The existing PA-DSS will be incorporated into the new framework, and a “gradual transition” from it will begin, the post says. All current validated applications will continue to be governed under the PA-DSS program until their expiration is reached, such as 2022 for applications validated under PA-DSS version 3.2.
The PCI Council has been signaling for more than a year that new software standards were coming. Chief technology officer Troy Leach said in an October blog post that the new framework would create a better approval and oversight process than the current one.
“The framework provides developers of payment applications better support for modern software-development techniques, while ensuring greater transparency into the security capabilities of payment software and payment software vendors,” Leach said. “In turn, this should provide the overall payment industry with more consistency in how software can be assessed for security and result in a broader range of secure payment solutions.”

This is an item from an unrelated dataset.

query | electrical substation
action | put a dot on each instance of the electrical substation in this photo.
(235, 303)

Meanwhile, EMVCo on Friday announced the availability of version 2.2 of its 3-D Secure Standard for protecting card-not-present card transactions. The update includes two new features for various authentication scenarios, including authentication of mail-order/telephone-order transactions. The features enable a merchant to initiate a transaction even if the cardholder is offline, and provide for decoupled cardholder authentication if the cardholder is offline. The update also improves access by merchants and card issuers to certain exemptions available under the Second Payment Services Directive (PSD2), a major regulation governing payments in the European Union, EVMCo said.
The new update and its immediate predecessor, version 2.1, are built on version 2.0. That version represented a major upgrade from the long-standing version 1.0 of 3-D Secure that had received a cold reception from merchants because it took online shoppers away from their sites for checkout, a process merchants said resulted in reduced sales.
Both the PCI Council and EMVCo are standards bodies created by the major general-general-purpose card networks.